Taylor shook her head in embarrassment as if it would erase the memory. “I can’t believe I did that. I mean, I can, but I've already apologized for that. Do you want another apology? In English? French? Spanish? Whatever language you like. I, at the very least, know how to apologize in most languages—”

“Taylor, it’s fine. I was only joking."

She blinked as realization crossed her face. “Joking or deflecting? You’re really good at avoiding questions you don’t want to answer.”

Ryan held up his hands as he hung his head at being caught in his attempt to change the subject. “Alright. You got me.” Then he put his arms back down and stared out to the water. “She just asked me for a favor, and I couldn’t say no.”

Taylor nodded in satisfaction. “That sounds more like you. That’s pretty much how she got me to join, too. She sounded really desperate. Desperate in a way that I’ve never seen her act. Well, except when she wanted a drink before she went to rehab.”

That bit of Taylor-ism of saying an awkward and slightly inappropriate thing was something he’d have to get used to if he was going to hang out with her again.

Again? he questioned himself.

And as the slight breeze whipped their faces, fanning out Taylor’s hair out behind her as she glowed under the moonlight, he knew that this wasn’t going to be the last time they spend time together alone.

“Yeah,” Ryan started, “Kirsten mentioned that you were looking forward to it.”

“At that point, I was still riding the high of my divorce being finalized. It felt more real and daunting when I was filling out the questionnaire. Forty-three questions really make you think about what you really want in a relationship.”

Ryan stayed silent.

“Well, I’m glad that it worked out.”

Then the fear of Taylor developing feelings hit him. Just as he was going to clarify that this date was only a favor to Kirsten, and nothing more could happen, she added, “I would much rather spend the night with a friend than with some creep who doesn’t even bother to ask questions about me.”

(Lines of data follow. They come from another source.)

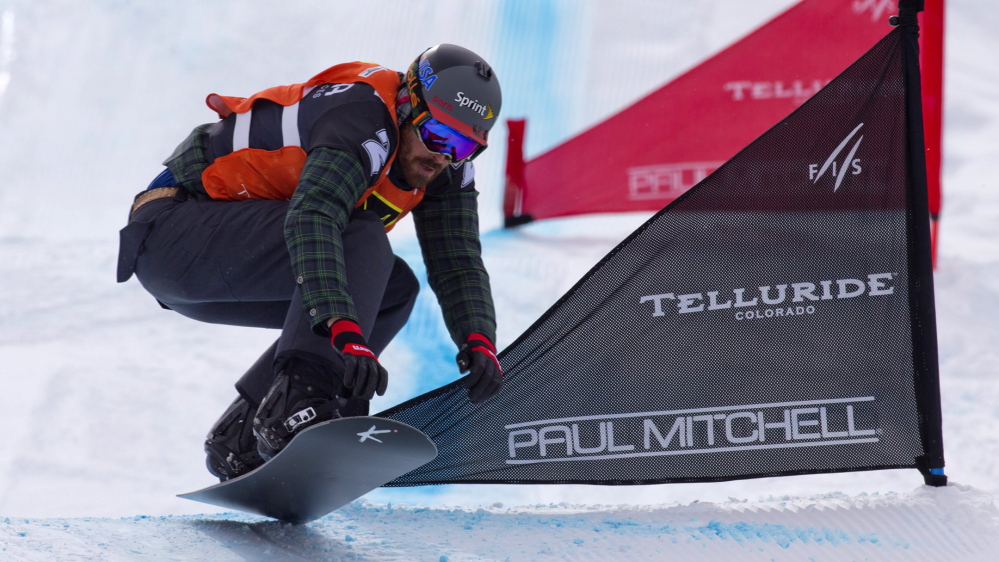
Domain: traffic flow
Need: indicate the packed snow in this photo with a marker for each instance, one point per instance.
(108, 397)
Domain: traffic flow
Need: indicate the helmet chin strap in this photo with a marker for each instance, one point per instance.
(403, 107)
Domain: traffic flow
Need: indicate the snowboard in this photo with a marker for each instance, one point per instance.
(325, 467)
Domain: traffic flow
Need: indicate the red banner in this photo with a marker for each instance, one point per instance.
(651, 152)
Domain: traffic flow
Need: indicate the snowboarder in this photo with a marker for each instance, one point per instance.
(276, 216)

And the fear subsided. They were on the same page. Even if a small part of him didn’t believe that.

With every minute, the air became colder, and even Ryan, a man who tried to remain stoic against the weather, couldn’t take it anymore.

“Let’s go back to the car,” Taylor said as her teeth chattered.

Ryan didn’t need to be told twice at that suggestion. So, they bounced off the blanket and used the breeze to blow away most of the sand off.

They hopped into the car. Taylor shivered as Ryan turned up the heat. Despite his full intentions of driving her home in that moment, his hand refused to put the gear into drive.

But eventually, he did. He had an early shift in the morning and he was going to return to this very beach for a run as the sun rose. Although he had resigned into knowing that he won’t get any sleep anyway, he liked to humor himself into thinking that he would.

"Positive thoughts" according to the sleep hypnosis guy.

He drove Taylor home while taking the more scenic route and driving at the exact speed limit. Somethings he never did. And because it was still technically a date, he thought that he should at least walk her to the door.

When they stood at the front door, waiting for the other to bid goodnight, Ryan was overcome with the impulse to kiss her.

And that scared him.

There was no reason for him to kiss Taylor Townsend. There were no French lawyers around. No mistletoe. Nothing. So why did her lips seem so inviting?

His mouth had to do something or else it would kiss hers. So instead of giving into that feeling, he asked, “Do you want to hang out tomorrow night?”

Taylor beamed. “Yeah. Sounds great.”

Then she went into the house, giving a little wave as she shut the door, and he couldn’t help but give a little wave back.

After his shower, Ryan felt rejuvenated. He cursed himself for showering at night instead of the morning as he usually did. At the end of his date, he felt flick of tiredness brush against his mind, so why did he do anything to risk it?

Still, he continued to do what he had always did every night for the past month and read a book.

And by morning, he missed the sound of his alarm clock.